Minnesota Hockey: What are some creative ways for players to build their athleticism over the summer?
Radcliffe: Drills are not always skills. But free play and getting involved in multiple activities help develop the overall athlete and create a healthier, more resilient one. An example of a conditioning itinerary for a young player over the summer could consist of short acceleration – “get-offs” – and jumping early in the week, strength and stamina work in the middle of the week, then free play and different games – with a multitude of continuous stop-start-directional challenges later in the week.
Minnesota Hockey: Strength and conditioning approaches for 8U players certainly will vary from players in 12U or 14U. If you had to highlight a specific focus area for each age group, what would that look like?
Radcliffe: USA Hockey’s website has good concepts and a good progression. One thing to carefully consider is the “why” behind use of the dot drill and ladders since true agility – both on and off the ice – deals with projection of the hips in addition to footwork.
Radcliffe recommends the following:
For 8U: Free play, games like tag, capture the flag, rollerblading, climbing trees and playground equipment, tumbling, running and jumping
For 10U: Mix of free play and progressive physical education (proper acceleration, change of direction, throwing, kicking, jumping, bounding, etc.)
For 12U: Free play, progressive sport skill development, intro to total body strength training
For 14U: Multi-sport skill development
Minnesota Hockey: Is weight training more or less important than in the past? It seems like NHLers are looking more like tennis players than football players these days.
Radcliffe: First you need to define weight training. If it is bodybuilding or pure powerlifting it is less important for overall hockey development than total body weight training. In total body weight training, coordinated and combined movements are strengthened just as much or more than isolated muscles are.
Minnesota Hockey: What are some specific total body weight training exercises that you'd recommend?
Radcliffe: Overhead squats; presses into lunges; squats into presses; well-instructed power cleans, snatches, and jerk progressions; medicine ball tosses, throws, and passes.
Minnesota Hockey: Kids want to score goals. What are some exercises that you'd recommend to strengthen "scoring" muscles and coordination?
Radcliffe: Stick movement exercises with different sizes and weight implements: small medicine balls, large marbles, smaller pucks, weighted pucks, etc.
Minnesota Hockey: Elite athletes are paying much more attention to their diets these days. How important is that for kids? Do you have any pre- or post-workout nutritional tips?

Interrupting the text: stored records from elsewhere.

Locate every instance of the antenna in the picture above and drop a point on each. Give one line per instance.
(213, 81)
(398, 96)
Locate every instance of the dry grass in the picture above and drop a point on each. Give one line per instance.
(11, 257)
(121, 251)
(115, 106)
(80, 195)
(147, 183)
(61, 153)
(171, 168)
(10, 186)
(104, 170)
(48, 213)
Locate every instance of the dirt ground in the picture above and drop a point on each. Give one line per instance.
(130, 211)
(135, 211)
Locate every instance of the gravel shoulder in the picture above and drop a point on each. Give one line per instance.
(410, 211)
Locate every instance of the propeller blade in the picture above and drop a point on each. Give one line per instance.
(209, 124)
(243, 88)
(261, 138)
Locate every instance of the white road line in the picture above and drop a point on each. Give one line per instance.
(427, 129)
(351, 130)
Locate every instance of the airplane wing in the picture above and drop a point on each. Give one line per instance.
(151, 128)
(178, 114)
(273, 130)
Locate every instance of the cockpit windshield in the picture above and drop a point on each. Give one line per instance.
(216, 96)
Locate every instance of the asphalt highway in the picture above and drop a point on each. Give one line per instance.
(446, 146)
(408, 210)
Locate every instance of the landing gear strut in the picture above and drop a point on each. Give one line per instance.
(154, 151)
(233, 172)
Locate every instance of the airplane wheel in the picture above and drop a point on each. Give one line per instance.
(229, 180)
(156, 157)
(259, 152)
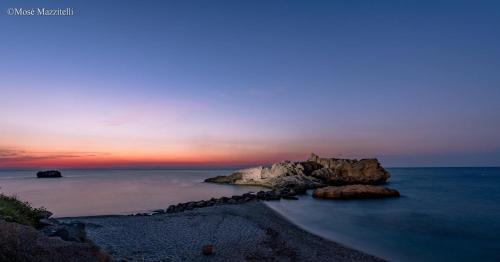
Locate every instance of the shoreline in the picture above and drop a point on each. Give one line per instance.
(238, 232)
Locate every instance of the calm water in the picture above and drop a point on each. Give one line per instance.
(450, 214)
(444, 214)
(105, 192)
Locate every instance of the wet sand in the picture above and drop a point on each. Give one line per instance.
(240, 232)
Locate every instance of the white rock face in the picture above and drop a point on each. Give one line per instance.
(314, 172)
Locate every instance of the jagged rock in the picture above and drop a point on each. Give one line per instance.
(313, 173)
(48, 174)
(355, 192)
(348, 171)
(282, 174)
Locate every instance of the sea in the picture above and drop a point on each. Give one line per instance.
(443, 214)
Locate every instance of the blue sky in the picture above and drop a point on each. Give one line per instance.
(414, 83)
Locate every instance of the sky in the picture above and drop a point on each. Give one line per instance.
(239, 83)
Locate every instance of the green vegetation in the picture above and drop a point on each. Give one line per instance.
(14, 210)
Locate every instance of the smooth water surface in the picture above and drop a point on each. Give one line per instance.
(444, 214)
(107, 192)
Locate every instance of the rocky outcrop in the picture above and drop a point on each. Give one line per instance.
(354, 192)
(48, 174)
(313, 173)
(282, 174)
(348, 172)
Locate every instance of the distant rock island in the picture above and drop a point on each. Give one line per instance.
(317, 172)
(48, 174)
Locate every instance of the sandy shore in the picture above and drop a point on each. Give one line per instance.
(243, 232)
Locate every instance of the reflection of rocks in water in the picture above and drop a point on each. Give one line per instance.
(354, 192)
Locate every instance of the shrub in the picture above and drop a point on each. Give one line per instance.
(14, 210)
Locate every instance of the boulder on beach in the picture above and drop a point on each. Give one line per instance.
(354, 192)
(313, 173)
(48, 174)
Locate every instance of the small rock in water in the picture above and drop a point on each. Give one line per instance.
(290, 198)
(207, 250)
(48, 174)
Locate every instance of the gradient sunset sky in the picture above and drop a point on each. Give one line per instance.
(235, 83)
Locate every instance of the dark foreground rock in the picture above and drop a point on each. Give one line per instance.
(354, 192)
(24, 243)
(244, 232)
(48, 174)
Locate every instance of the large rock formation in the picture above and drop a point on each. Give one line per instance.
(354, 192)
(348, 172)
(282, 174)
(313, 173)
(48, 174)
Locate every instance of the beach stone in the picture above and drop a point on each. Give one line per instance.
(355, 192)
(207, 250)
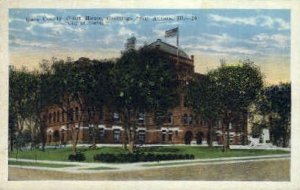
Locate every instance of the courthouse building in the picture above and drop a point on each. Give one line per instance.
(180, 127)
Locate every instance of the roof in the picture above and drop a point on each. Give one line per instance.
(168, 48)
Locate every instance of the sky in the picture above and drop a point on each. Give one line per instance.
(209, 34)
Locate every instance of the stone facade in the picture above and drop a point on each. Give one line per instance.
(180, 127)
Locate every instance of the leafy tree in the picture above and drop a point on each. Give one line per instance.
(275, 107)
(81, 83)
(144, 81)
(203, 97)
(238, 86)
(22, 85)
(97, 90)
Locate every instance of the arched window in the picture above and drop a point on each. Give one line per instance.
(185, 119)
(50, 118)
(71, 115)
(116, 117)
(54, 117)
(190, 119)
(141, 136)
(141, 118)
(169, 118)
(77, 113)
(58, 116)
(101, 133)
(163, 135)
(117, 135)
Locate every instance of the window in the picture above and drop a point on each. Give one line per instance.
(116, 117)
(54, 117)
(185, 101)
(141, 118)
(190, 120)
(169, 118)
(116, 135)
(141, 136)
(91, 132)
(176, 133)
(100, 114)
(71, 115)
(170, 135)
(77, 113)
(62, 132)
(91, 113)
(50, 118)
(101, 133)
(58, 116)
(163, 135)
(185, 119)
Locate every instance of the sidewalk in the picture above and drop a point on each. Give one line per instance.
(80, 167)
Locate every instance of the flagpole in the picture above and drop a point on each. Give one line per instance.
(177, 44)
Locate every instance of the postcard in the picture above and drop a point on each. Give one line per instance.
(195, 95)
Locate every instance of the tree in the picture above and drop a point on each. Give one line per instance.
(144, 81)
(79, 87)
(203, 97)
(238, 86)
(23, 85)
(97, 90)
(275, 107)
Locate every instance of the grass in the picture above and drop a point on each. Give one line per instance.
(266, 170)
(38, 164)
(99, 168)
(61, 154)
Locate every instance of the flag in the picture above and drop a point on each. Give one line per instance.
(172, 32)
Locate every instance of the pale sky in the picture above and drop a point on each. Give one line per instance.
(260, 35)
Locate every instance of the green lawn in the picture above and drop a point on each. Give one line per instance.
(99, 168)
(61, 154)
(38, 164)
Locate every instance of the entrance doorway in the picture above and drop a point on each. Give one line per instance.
(188, 137)
(199, 137)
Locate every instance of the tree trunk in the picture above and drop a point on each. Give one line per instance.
(228, 137)
(210, 132)
(224, 137)
(94, 136)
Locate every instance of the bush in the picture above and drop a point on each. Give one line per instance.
(139, 157)
(77, 157)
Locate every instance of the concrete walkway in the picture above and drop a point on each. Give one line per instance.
(80, 167)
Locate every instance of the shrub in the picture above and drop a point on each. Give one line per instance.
(77, 157)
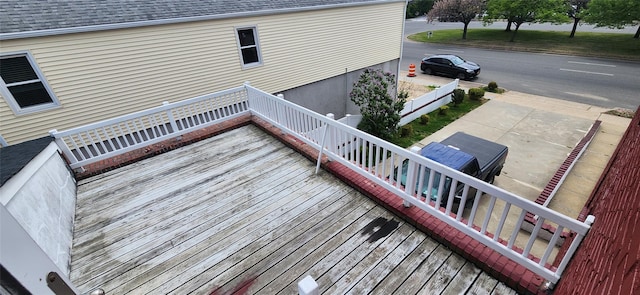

Radcliffe: Again, balance is the key. Our parents and grandparents had the right idea – two to three quality well-balanced, sit-down meals. A colorful plate involving all of the proper food groups goes a long way. Getting farther away from fast food, loaded drinks and supplements, and relying on quality meal plans.
Minnesota Hockey: What would you say to a coach or parent who is concerned about their child over-doing it once the long season is over?
Radcliffe: Of course, breaks are recommended, but it’s important to still be active.
Minnesota Hockey: What advice would you have for parents who may feel pressure to keep their kids skating or on the ice all summer long so they don’t fall behind?
Radcliffe: Three simple points: More is not always better, keep the FUN in fundamentals and variety keeps them healthy.